Quant à Leyvraz, même s'il est convaincu que le régime de Nicole doit être éradiqué, la campagne électorale l'amène, d'une part, à déclarer qu'il faut distinguer entre communisme et communistes : ‘"Notre haine va à l'erreur et non aux hommes1560"’; et, d'autre part, ‘"[qu']il ne suffit pas de barrer la route au marxisme. Il s'agit de construire un ordre nouveau, tout aussi éloigné du capitalisme libéral que du communisme1561"’. Aux élections, le Parti perd un siège et en conserve douze (Leyvraz est réélu); ce petit échec est attribué à diverses causes, d'abord à l'émoi suscité dans certains esprits par le projet d'alliance avec l'Union nationale, concocté par Berra; puis aux manoeuvres de certains membres ‘"qui n'ont pas agi en bons indépendants et chrétiens-sociaux1562"’; et au fait que, malgré le talent de ses rédacteurs, l'organe La Nouvelle Suisse a eu un impact moins fort que les quotidiens de la place. Les socialistes conservent encore quarante sièges (-six), dont deux communistes; les radicaux vingt-quatre (+cinq); le parti national et démocratique quatorze (-); l'Union nationale dix (+un).

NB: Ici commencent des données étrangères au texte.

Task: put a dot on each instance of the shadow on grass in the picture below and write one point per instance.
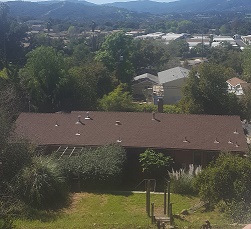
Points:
(110, 192)
(44, 214)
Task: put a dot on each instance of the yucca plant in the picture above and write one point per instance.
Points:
(41, 184)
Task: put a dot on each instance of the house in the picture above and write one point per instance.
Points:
(188, 139)
(167, 85)
(172, 81)
(143, 86)
(237, 86)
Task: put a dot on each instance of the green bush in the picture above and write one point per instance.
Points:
(41, 184)
(98, 167)
(15, 157)
(155, 166)
(182, 180)
(227, 182)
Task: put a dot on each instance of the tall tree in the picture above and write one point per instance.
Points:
(45, 78)
(11, 35)
(246, 63)
(117, 100)
(206, 91)
(116, 55)
(150, 56)
(89, 82)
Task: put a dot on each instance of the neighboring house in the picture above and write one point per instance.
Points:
(237, 86)
(167, 85)
(188, 139)
(172, 81)
(143, 86)
(246, 39)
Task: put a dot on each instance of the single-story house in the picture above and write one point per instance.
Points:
(172, 81)
(188, 139)
(167, 85)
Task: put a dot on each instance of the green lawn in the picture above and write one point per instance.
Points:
(117, 211)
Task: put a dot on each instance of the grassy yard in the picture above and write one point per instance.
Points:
(117, 211)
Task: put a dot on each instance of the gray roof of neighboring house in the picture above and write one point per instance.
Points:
(235, 81)
(172, 74)
(147, 76)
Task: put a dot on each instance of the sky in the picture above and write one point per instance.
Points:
(98, 1)
(110, 1)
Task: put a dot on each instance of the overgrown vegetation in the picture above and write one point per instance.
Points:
(155, 166)
(226, 184)
(182, 180)
(96, 168)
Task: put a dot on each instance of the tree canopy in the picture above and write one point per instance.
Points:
(205, 91)
(45, 76)
(116, 54)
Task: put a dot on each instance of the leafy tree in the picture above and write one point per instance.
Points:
(205, 91)
(45, 78)
(116, 54)
(117, 100)
(89, 82)
(43, 39)
(150, 56)
(178, 48)
(12, 33)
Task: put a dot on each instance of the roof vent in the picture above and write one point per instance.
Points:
(79, 120)
(119, 140)
(236, 132)
(118, 123)
(216, 141)
(87, 116)
(153, 116)
(185, 140)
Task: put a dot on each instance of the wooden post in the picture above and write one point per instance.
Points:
(165, 202)
(168, 198)
(171, 214)
(152, 212)
(148, 198)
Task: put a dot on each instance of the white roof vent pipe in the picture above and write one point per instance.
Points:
(87, 116)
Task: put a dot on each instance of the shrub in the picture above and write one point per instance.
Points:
(15, 157)
(154, 164)
(227, 181)
(98, 167)
(41, 184)
(182, 180)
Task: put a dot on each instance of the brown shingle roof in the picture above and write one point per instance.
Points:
(234, 81)
(134, 130)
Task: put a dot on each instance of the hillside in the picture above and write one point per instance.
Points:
(74, 10)
(83, 10)
(185, 6)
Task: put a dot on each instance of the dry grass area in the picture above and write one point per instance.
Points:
(121, 211)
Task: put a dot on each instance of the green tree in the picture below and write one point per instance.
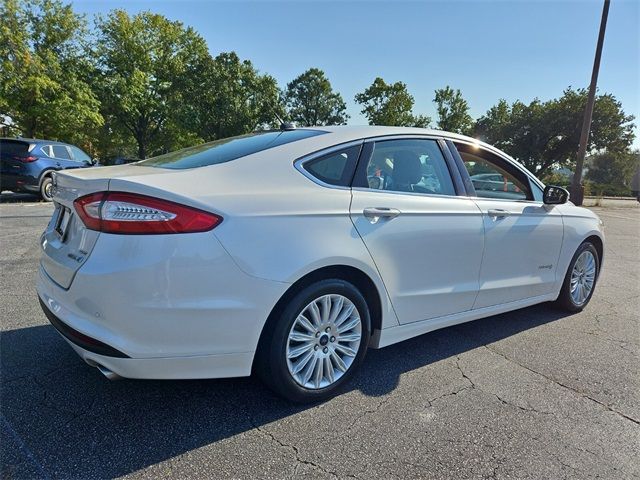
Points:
(542, 135)
(44, 88)
(453, 111)
(232, 98)
(311, 101)
(145, 64)
(390, 104)
(613, 168)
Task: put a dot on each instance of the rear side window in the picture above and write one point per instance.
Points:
(12, 148)
(410, 166)
(227, 149)
(60, 151)
(335, 168)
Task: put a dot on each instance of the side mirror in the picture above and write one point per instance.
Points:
(555, 195)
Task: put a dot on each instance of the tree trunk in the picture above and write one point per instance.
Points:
(142, 149)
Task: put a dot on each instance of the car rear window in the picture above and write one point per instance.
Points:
(12, 148)
(227, 149)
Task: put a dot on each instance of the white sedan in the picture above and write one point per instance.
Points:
(289, 253)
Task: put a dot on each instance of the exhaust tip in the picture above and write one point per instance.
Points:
(108, 373)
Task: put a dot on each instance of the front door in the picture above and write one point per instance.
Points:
(523, 236)
(426, 242)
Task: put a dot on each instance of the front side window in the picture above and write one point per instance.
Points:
(493, 177)
(411, 166)
(335, 168)
(79, 155)
(60, 151)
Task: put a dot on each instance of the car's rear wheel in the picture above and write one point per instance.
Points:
(46, 188)
(580, 280)
(316, 343)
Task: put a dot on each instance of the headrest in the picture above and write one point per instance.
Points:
(407, 169)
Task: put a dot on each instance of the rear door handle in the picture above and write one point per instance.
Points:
(374, 214)
(498, 213)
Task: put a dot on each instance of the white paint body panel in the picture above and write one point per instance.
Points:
(194, 305)
(429, 255)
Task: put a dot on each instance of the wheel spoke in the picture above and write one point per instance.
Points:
(302, 362)
(305, 323)
(309, 370)
(314, 358)
(326, 308)
(299, 350)
(349, 337)
(298, 336)
(315, 314)
(319, 373)
(336, 309)
(346, 350)
(346, 313)
(328, 370)
(340, 365)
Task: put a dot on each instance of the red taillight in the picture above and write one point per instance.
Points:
(27, 159)
(130, 213)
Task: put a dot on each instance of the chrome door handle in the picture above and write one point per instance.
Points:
(498, 213)
(374, 214)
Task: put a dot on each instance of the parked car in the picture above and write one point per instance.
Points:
(27, 164)
(272, 253)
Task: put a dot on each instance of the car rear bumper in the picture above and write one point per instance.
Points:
(185, 312)
(110, 361)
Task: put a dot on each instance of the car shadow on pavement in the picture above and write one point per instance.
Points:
(9, 197)
(61, 418)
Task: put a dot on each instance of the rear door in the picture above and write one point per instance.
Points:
(13, 157)
(523, 236)
(425, 240)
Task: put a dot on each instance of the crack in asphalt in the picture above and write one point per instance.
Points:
(296, 453)
(376, 409)
(567, 387)
(474, 385)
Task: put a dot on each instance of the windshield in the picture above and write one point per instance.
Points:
(227, 149)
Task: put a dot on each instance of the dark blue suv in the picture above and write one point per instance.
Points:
(26, 164)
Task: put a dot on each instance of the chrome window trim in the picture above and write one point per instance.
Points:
(299, 163)
(504, 157)
(411, 136)
(412, 194)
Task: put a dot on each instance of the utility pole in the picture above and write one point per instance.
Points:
(577, 189)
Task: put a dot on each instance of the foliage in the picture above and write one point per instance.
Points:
(542, 135)
(230, 97)
(44, 88)
(453, 111)
(311, 101)
(143, 63)
(613, 168)
(390, 104)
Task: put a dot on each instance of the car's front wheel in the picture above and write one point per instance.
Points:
(580, 280)
(316, 343)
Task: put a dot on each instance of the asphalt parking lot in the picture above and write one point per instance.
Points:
(534, 393)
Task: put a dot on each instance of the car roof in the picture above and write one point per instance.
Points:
(33, 140)
(345, 133)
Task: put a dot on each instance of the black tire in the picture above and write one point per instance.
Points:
(271, 362)
(565, 300)
(45, 189)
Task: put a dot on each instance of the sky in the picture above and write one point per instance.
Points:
(488, 49)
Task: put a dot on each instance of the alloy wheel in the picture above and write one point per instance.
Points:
(323, 341)
(583, 277)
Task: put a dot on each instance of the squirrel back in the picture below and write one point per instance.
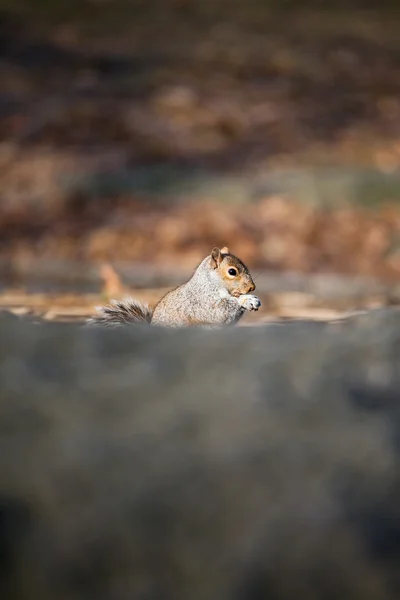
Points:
(218, 293)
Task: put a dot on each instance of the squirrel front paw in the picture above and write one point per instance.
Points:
(249, 302)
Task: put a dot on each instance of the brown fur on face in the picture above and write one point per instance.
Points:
(237, 283)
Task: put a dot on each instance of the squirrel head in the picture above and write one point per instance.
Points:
(232, 271)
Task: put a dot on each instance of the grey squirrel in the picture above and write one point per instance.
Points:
(218, 293)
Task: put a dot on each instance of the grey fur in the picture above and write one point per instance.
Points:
(206, 299)
(122, 312)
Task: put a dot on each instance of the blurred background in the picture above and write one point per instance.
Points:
(136, 135)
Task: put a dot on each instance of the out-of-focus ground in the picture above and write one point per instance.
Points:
(139, 135)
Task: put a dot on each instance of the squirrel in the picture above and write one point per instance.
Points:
(218, 293)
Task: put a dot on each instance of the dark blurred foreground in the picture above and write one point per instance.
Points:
(231, 465)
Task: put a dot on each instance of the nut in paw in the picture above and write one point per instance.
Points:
(249, 302)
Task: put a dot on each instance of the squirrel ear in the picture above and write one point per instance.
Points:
(216, 258)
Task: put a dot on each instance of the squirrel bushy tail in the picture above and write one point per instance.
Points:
(218, 293)
(122, 312)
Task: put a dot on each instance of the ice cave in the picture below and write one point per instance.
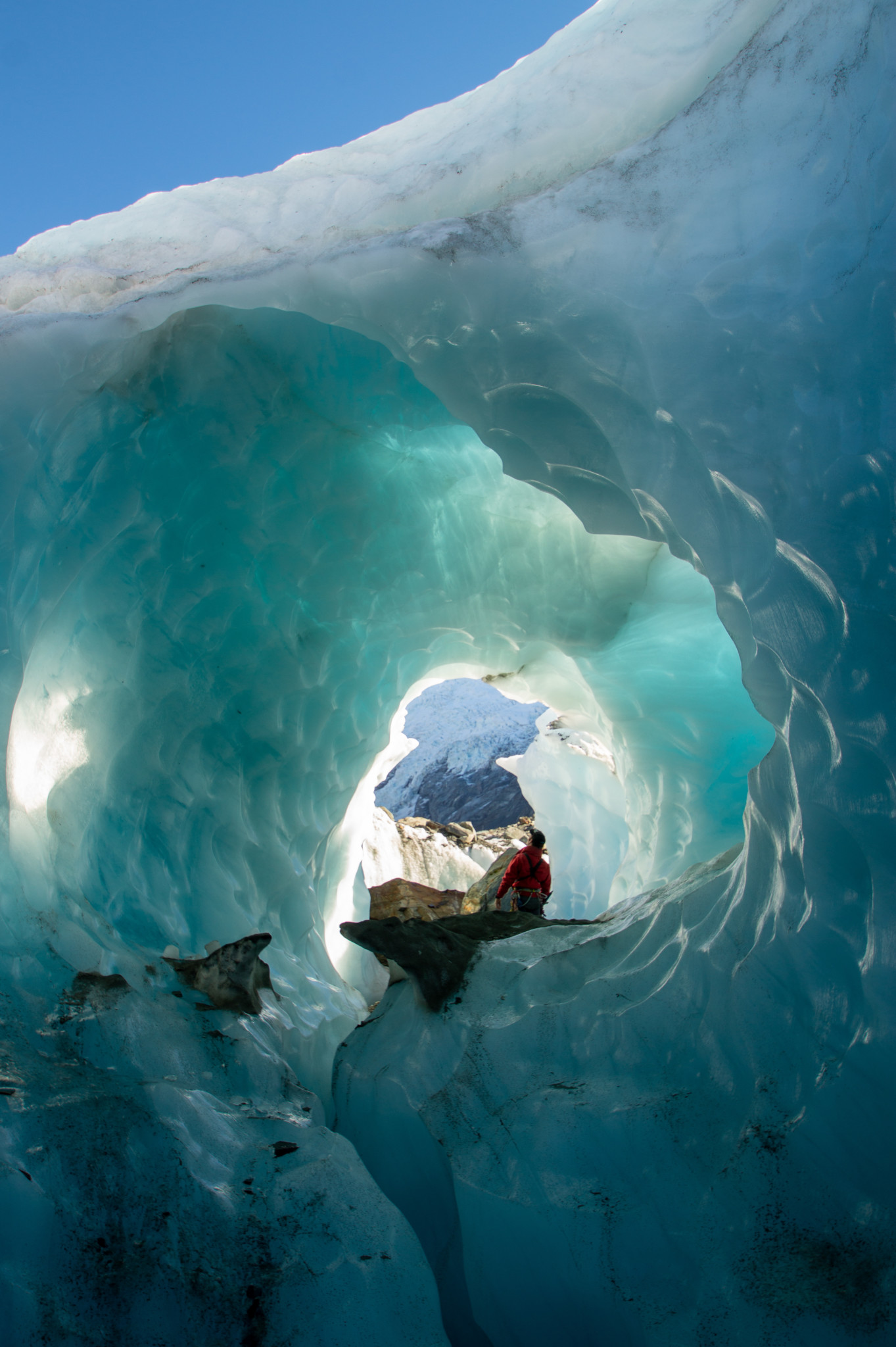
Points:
(579, 388)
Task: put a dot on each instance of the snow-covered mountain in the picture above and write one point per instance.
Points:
(461, 726)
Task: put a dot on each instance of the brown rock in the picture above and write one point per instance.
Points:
(232, 977)
(406, 900)
(481, 896)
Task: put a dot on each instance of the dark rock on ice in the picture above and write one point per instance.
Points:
(232, 977)
(407, 900)
(438, 954)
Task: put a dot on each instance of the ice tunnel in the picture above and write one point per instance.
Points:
(582, 384)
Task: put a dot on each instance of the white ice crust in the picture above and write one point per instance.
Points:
(611, 77)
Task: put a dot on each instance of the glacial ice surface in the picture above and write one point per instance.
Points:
(599, 407)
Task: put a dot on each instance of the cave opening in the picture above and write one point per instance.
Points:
(277, 538)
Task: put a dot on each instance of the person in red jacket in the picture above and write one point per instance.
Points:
(529, 876)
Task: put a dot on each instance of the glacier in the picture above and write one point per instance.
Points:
(582, 384)
(459, 729)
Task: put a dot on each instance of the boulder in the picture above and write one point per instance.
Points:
(232, 975)
(438, 954)
(406, 899)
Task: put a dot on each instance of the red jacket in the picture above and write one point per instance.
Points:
(527, 871)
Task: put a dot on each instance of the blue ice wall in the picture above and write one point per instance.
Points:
(245, 538)
(680, 349)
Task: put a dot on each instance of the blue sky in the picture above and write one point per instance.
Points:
(103, 101)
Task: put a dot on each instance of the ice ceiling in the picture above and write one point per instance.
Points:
(583, 383)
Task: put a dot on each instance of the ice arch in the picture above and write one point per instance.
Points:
(688, 339)
(277, 535)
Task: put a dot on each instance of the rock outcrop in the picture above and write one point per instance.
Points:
(232, 977)
(438, 954)
(407, 900)
(481, 896)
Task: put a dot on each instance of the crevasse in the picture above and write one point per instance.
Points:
(582, 383)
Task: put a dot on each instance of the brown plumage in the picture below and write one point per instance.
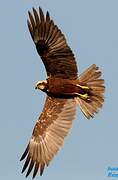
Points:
(64, 89)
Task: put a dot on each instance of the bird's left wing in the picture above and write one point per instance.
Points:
(48, 135)
(52, 46)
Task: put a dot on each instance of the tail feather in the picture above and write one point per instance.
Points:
(96, 88)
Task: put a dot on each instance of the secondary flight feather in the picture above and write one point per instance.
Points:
(64, 89)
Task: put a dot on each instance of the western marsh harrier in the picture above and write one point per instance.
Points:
(64, 90)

L'élection du Conseil d'Etat marque une défaite cinglante pour la gauche dont les quatre Conseillers d'Etat socialistes (Léon Nicole, Albert Naine, Maurice Braillard et André Ehrler) sont éliminés; elle constitue une victoire pour la droite puisque les sept élus sont des ‘"patriotes genevois, grâce à l'union loyale des partis nationaux (...)1563"’; les radicaux placent quatre candidats, le parti national et démocratique deux; le septième élu est le candidat présenté par le Parti qui vient enfin de réussir, après treize ans de vacance, à placer son Conseiller d'Etat en la personne d'Antoine Pugin. Leyvraz s'en réjouit vivement : Voici que sonne ‘"l'heure de redresser, d'apaiser, de construire. Car Pugin est avant tout un constructeur1564"’ . Le rédacteur de la Liberté syndicale voit dans cette victoire le signe d'un redressement national qui s'enracine dans le programme du Parti qui a enfin été adopté par d'autres formations politiques. Est-ce dans l'optique d'une ouverture encore plus large du Parti que Leyvraz propose, à la fin de l'année 1936, lors d'une séance du Bureau, d'en changer le nom en Parti populaire et national ? Ou veut-il établir une distinction plus nette entre ce qui ressort du religieux et du politique ? Il lui est répondu, au cours de cette séance, qu'une telle modification demanderait d'être étudiée avec soin; finalement, aucune décision n'est prise. Revenant peut-être indirectement sur la suggestion de Leyvraz, François Gency, président du Parti, déclarera quelques mois plus tard : ‘"Nous devons collaborer avec les autres partis nationaux pour le bien de notre pays; celà (sic) nous le ferons loyalement mais nous devons conserver à notre parti son indépendance et sa personnalité; notre parti, qui a le passé que vous connaissez, restera le Parti indépendant et chrétien-social1565."’

Notes
1559.

Henri BERRA. "Le gouvernement national". Liberté syndicale, 13 novembre 1936.

1560.

"C'est la lutte finale", 18 septembre 1936, op. cit.

1561.

Discours de René LEYVRAZ, reproduit dans le compte rendu "Assises du Parti Indépendant et chrétien-social". Liberté syndicale, 20 octobre 1936.

1562.

Rapport présenté à l'Assemblée des délégués du parti indépendant et chrétien-social, le 20 mars 1937. Archives du Parti, Genève.

1563.

Rapport présenté à l'Assemblée des délégués du parti indépendant et chrétien-social, le 20 mars 1937, op. cit.

1564.

"Antoine Pugin, Conseiller d'Etat". Liberté syndicale, 4 décembre 1936.

1565.

François GENCY. "Rapport présenté à l'Assemblée des délégués du Parti indépendant et chrétien-social du 20 mars 1937". Archives du Parti, Genève.